Mycoplasma hyopneumoniae

Scientific classification
- Domain: Bacteria
- Kingdom: Bacillati
- Phylum: Mycoplasmatota
- Class: Mollicutes
- Order: Mycoplasmatales
- Family: Mycoplasmataceae
- Genus: Mycoplasma
- Species: M. hyopneumoniae
- Binomial name: Mycoplasma hyopneumoniae Maré and Switzer, 1965.

= Mycoplasma hyopneumoniae =

- Genus: Mycoplasma
- Species: hyopneumoniae
- Authority: Maré and Switzer, 1965.

Species of bacterium

Mycoplasma hyopneumoniae is a species of bacteria known to cause the disease porcine enzootic pneumonia, a highly contagious and chronic disease affecting pigs. As with other mollicutes, M. hyopneumoniae is small in size (400–1200 nm), has a small genome (893–920 kilo-base pairs (kb)) and lacks a cell wall. It is difficult to grow in laboratories due to its complex nutritional requirements and the high chances of contamination associated with mycoplasma culture. To successfully grow the bacterium, an environment of 5–10% carbon dioxide is required, and the medium should demonstrate an acid colour shift.

This bacterium is a concern in the livestock industry as it causes a significant reduction in the growing weight of pigs. Losses in the U.S. have been previously estimated at 200 million to 1 billion dollars per annum. Porcine enzootic pneumonia is endemic worldwide and M. hyopneumoniae is present in almost every pig herd. Treatment of this disease is limited to antibiotics, which are currently ineffective as they do not completely remove the infection. Vaccines have been found to reduce the severity of the disease but do not prevent the disease from occurring in infected pigs.

==Pathogenesis==
Mycoplasma hyopneumoniae attaches to the cilia of epithelial cells in the lungs of swine, causing the cilia to stop beating (ciliostasis), clumping and loss of cilia, eventually leading to epithelial cell death; which is the source of the lesions found in the lungs of pigs with porcine enzootic pneumonia. This damage impedes normal ciliary clearance and often secondary infections develop. On a cellular level, mononuclear infiltration of peribronchiolar and perivascular areas occurs.

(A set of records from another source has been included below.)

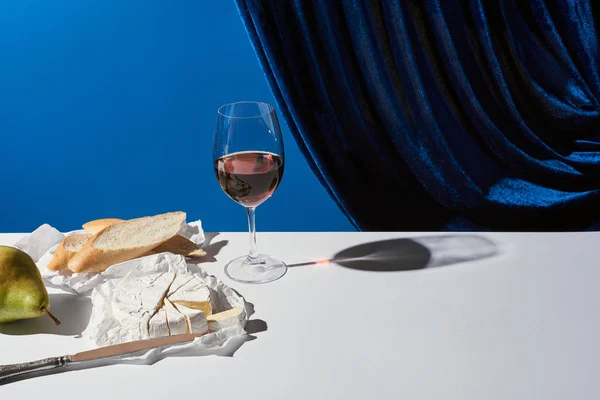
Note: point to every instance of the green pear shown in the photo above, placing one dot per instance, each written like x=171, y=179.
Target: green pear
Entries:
x=22, y=292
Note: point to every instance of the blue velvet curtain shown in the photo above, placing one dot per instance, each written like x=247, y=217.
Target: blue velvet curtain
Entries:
x=442, y=114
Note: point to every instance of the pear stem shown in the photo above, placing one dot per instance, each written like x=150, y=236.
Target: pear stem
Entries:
x=48, y=313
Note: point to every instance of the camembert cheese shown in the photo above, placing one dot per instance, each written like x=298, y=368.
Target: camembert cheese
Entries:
x=175, y=320
x=193, y=294
x=158, y=326
x=136, y=301
x=196, y=320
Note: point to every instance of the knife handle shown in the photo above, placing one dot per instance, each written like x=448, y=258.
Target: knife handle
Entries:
x=12, y=370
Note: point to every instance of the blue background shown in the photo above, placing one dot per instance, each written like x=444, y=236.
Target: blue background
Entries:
x=107, y=109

The immune response to M. hyopneumoniae in pigs is slow and ineffective; it is also believed to cause much of the damage that is seen in pigs with the disease. This mycoplasma is not known to produce any specifically harmful toxin like many other disease-causing bacteria, but some mildly toxic by-products have been observed.

==Conclusions==
Mycoplasma hyopneumoniae has been a topic of interest in the scientific community due to the economic impact of porcine enzootic pneumonia. Three separate strains (232, J & 7448) of this mycoplasma have had their genomes sequenced, making it the most sequenced mycoplasma. Research has been mainly focused on identifying adhesins with a final goal of developing an effective vaccine that prevents M. hyopneumoniae from attaching to lung cilia.